Ruby script: download document JPGs from ISSUU

Ian Wishart has released his excellent book ‘The Divinity Code‘ onto the wild woolly web. Sign up to issuu & download the document PDF now!

HOWEVER sometimes publishers don’t give you a PDF. You can download the JPGs individually using laborious methods, but come on! You’re using a computer.. a machine that specialises in automating boring tasks. Time for a script methinks.

This little ruby snippet downloads all the JPG files comprising a document from issuu.com, to the local directory. It needs a wee bit of setup.

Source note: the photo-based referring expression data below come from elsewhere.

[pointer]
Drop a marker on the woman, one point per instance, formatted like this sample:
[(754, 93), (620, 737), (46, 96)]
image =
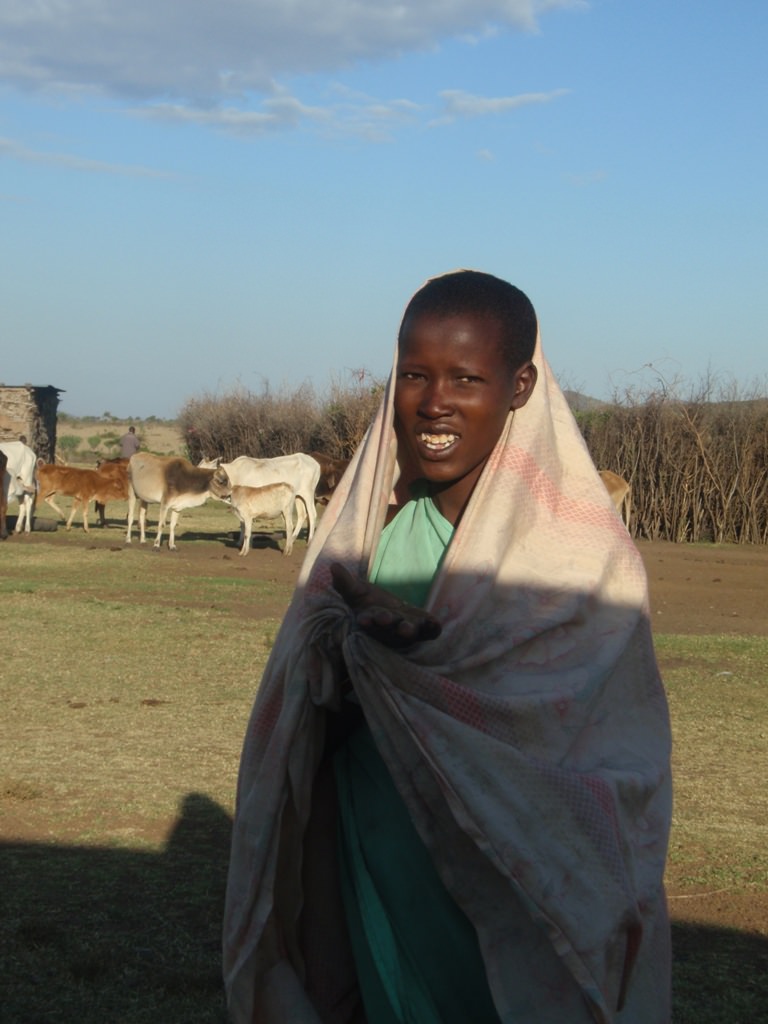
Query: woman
[(454, 798)]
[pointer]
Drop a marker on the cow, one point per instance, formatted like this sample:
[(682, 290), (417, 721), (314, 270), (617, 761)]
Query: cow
[(18, 481), (332, 471), (298, 470), (621, 494), (115, 473), (83, 485), (175, 483), (3, 498), (265, 503)]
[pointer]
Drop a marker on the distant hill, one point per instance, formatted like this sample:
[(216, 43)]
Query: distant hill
[(579, 402)]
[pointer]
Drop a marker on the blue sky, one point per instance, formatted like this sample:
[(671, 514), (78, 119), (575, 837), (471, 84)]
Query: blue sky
[(210, 195)]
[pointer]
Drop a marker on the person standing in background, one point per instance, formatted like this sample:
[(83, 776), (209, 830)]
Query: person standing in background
[(129, 443)]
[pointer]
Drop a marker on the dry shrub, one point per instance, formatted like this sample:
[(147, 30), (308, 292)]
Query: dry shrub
[(697, 466), (270, 424)]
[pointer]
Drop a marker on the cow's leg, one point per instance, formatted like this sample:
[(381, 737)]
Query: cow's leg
[(75, 502), (142, 522), (161, 523), (288, 516), (247, 531), (24, 520), (131, 511), (49, 500), (172, 530), (301, 514), (311, 516)]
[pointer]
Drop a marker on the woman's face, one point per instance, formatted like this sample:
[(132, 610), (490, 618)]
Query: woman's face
[(453, 392)]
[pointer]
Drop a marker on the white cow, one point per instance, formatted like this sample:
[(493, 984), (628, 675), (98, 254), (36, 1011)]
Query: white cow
[(265, 503), (19, 483), (300, 471), (175, 483)]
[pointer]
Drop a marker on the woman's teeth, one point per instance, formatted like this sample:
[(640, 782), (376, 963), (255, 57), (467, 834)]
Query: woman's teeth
[(437, 442)]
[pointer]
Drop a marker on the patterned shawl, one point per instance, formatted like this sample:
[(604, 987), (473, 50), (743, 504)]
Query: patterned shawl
[(529, 741)]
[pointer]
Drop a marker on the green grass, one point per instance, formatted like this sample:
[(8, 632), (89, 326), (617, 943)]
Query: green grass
[(719, 844), (129, 676)]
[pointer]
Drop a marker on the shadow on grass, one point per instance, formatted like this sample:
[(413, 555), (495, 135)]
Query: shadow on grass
[(94, 935), (719, 976)]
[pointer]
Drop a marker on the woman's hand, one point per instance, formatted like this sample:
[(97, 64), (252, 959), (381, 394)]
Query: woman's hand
[(381, 614)]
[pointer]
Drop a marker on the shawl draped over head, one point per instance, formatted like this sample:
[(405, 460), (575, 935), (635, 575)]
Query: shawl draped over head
[(529, 741)]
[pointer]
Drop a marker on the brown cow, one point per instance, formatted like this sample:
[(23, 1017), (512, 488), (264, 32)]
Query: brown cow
[(621, 494), (116, 472), (175, 483), (83, 485)]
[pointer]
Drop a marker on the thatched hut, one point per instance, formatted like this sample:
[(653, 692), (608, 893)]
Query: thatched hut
[(30, 411)]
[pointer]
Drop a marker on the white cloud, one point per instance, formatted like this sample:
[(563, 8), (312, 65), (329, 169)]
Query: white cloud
[(11, 150), (214, 51), (464, 104)]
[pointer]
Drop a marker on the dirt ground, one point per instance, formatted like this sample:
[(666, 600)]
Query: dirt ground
[(694, 590)]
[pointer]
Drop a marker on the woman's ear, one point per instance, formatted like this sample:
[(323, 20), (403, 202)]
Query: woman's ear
[(525, 379)]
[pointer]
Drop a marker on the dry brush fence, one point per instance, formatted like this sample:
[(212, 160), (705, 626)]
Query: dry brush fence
[(698, 468)]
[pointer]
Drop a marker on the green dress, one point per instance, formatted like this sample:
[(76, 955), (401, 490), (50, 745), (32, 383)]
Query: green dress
[(417, 953)]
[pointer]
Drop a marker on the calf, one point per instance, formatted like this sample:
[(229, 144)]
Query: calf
[(83, 485), (621, 494), (298, 470), (175, 483), (115, 475), (266, 503), (18, 481)]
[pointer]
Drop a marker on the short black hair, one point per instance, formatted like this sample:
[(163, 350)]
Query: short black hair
[(474, 292)]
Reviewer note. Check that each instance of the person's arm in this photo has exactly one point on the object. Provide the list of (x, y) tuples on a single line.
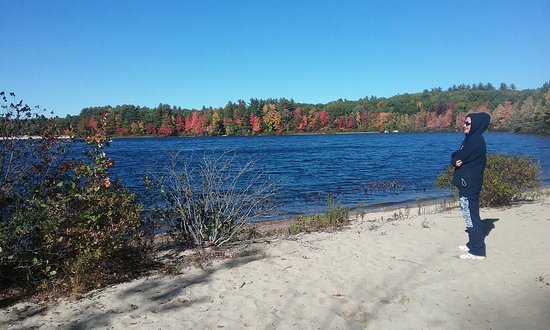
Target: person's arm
[(465, 155)]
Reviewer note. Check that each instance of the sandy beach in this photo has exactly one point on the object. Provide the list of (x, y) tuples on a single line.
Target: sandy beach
[(386, 270)]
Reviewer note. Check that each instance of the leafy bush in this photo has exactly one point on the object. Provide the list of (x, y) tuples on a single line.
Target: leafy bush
[(70, 225), (209, 204), (335, 216), (505, 179)]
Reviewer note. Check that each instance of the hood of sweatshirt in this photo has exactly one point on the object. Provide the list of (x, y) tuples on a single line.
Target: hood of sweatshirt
[(480, 122)]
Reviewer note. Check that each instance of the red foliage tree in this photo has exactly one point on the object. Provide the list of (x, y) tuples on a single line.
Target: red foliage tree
[(255, 123)]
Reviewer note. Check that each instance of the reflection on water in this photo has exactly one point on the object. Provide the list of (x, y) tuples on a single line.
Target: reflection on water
[(312, 167)]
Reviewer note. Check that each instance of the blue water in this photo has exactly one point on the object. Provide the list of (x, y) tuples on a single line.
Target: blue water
[(309, 168)]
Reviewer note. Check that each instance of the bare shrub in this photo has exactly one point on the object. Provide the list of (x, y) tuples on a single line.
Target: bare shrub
[(207, 204)]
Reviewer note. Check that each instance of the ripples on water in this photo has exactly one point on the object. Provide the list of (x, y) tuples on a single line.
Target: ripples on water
[(312, 167)]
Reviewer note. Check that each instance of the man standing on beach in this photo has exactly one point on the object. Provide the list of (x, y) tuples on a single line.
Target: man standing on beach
[(469, 162)]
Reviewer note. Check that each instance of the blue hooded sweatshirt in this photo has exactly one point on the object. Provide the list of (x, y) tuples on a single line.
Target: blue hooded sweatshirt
[(468, 178)]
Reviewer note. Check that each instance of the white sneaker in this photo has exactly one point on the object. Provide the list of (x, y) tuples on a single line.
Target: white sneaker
[(471, 256), (463, 248)]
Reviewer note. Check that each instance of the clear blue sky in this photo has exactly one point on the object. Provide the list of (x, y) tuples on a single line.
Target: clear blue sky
[(67, 55)]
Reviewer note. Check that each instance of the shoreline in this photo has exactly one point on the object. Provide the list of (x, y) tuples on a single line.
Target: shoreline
[(382, 271)]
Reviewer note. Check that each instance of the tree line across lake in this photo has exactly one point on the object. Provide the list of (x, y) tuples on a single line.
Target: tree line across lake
[(526, 111)]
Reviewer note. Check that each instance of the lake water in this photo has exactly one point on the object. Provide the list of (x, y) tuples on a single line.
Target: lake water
[(312, 167)]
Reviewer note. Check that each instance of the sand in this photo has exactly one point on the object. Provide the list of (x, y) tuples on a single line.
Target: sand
[(384, 271)]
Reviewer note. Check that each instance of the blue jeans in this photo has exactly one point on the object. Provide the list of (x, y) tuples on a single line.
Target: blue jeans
[(475, 228)]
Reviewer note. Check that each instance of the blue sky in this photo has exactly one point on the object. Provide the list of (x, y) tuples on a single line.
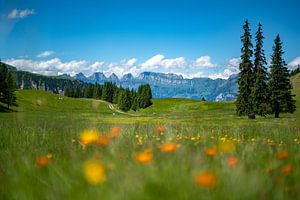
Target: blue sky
[(189, 37)]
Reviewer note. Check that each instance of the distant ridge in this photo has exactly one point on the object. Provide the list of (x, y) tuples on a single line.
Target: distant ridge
[(162, 85), (172, 85)]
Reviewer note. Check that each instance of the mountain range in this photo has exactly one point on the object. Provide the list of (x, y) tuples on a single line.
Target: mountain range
[(171, 85)]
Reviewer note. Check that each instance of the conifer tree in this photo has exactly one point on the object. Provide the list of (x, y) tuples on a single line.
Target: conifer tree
[(9, 95), (125, 100), (108, 92), (3, 84), (281, 97), (245, 81), (259, 92)]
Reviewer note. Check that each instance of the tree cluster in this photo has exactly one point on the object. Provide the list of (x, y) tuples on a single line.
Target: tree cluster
[(125, 98), (7, 86), (262, 92)]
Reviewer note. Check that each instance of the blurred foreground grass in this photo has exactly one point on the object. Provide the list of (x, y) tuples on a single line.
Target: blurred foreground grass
[(177, 149)]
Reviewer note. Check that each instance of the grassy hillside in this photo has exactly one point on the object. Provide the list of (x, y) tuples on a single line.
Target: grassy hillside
[(176, 149)]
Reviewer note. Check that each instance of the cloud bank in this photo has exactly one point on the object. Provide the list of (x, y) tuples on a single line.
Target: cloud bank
[(202, 66), (19, 14)]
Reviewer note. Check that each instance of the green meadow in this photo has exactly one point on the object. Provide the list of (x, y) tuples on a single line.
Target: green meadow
[(260, 159)]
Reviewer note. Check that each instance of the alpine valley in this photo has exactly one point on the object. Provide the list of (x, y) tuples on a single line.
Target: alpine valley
[(171, 85)]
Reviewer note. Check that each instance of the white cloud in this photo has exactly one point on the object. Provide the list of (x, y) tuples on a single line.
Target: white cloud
[(158, 63), (45, 54), (19, 14), (131, 62), (204, 62), (294, 63), (234, 62), (175, 63), (153, 62), (55, 66)]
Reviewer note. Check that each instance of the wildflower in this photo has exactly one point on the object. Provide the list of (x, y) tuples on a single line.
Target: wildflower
[(206, 179), (94, 172), (282, 155), (42, 161), (102, 141), (211, 151), (226, 146), (232, 161), (161, 129), (169, 147), (144, 157), (287, 169), (49, 156), (89, 136), (114, 132)]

Instructions are provided in the code comments.
NOTE you’ll need ruby installed to use it!

#-------------------------------------------------
# get_issuu.rb - retrieve all jpg's for a document
#-------------------------------------------------

# 1. Open the issuu.com document in your web browser, as usual
#    example: http://issuu.com/iwishart/docs/thedivinity
# 2. Read the document page count; set variable $PAGES below
# 3. From browser menu, choose View > Source
# 4. Do a text search for "documentId" 
# 5. Copy string such as "081230122554-f76b0df1e7464a149caf5158813252d9" 
#    to $PUB variable below
# 6. Execute script:
#    ruby get_issuu.rb

require 'open-uri'
$PUB="081230122554-f76b0df1e7464a149caf5158813252d9"
$PAGES=20

for $X in 1..$PAGES do
  $PX="page_#{$X}.jpg"
  $PADX="page_#{"%03d" % $X}.jpg"
  puts(Time.now.strftime('%Y-%m-%d %X') +" get "+ $PX +">>"+ $PADX)
  open($PADX,"wb").write(open("http://image.issuu.com/#{$PUB}/jpg/#{$PX}").read)
end
puts("#{Time.now.strftime('%Y-%m-%d %X')} DONE")

Hat tip: rubynoob.

About these ads

38 thoughts on “Ruby script: download document JPGs from ISSUU

  1. JPGs go to wherever the script is invoked.

    Try this
    1) copy the script “get_issuu.rb” to your desktop
    2) start command prompt and cd to desktop (C: \winnt\profiles\???\desktop , or C: \users\???\desktop , depends on your OS)
    3) run the script as described
    4) JPGs copied to the desktop :)

  2. I installed macruby on my mac and tried to run the script in terminal and got this message:

    get_issuu.rb:1: syntax error, unexpected $undefined, expecting ‘}’
    {\rtf1\ansi\ansicpg1252\cocoartf1038\cocoasubrtf350
    ^
    ???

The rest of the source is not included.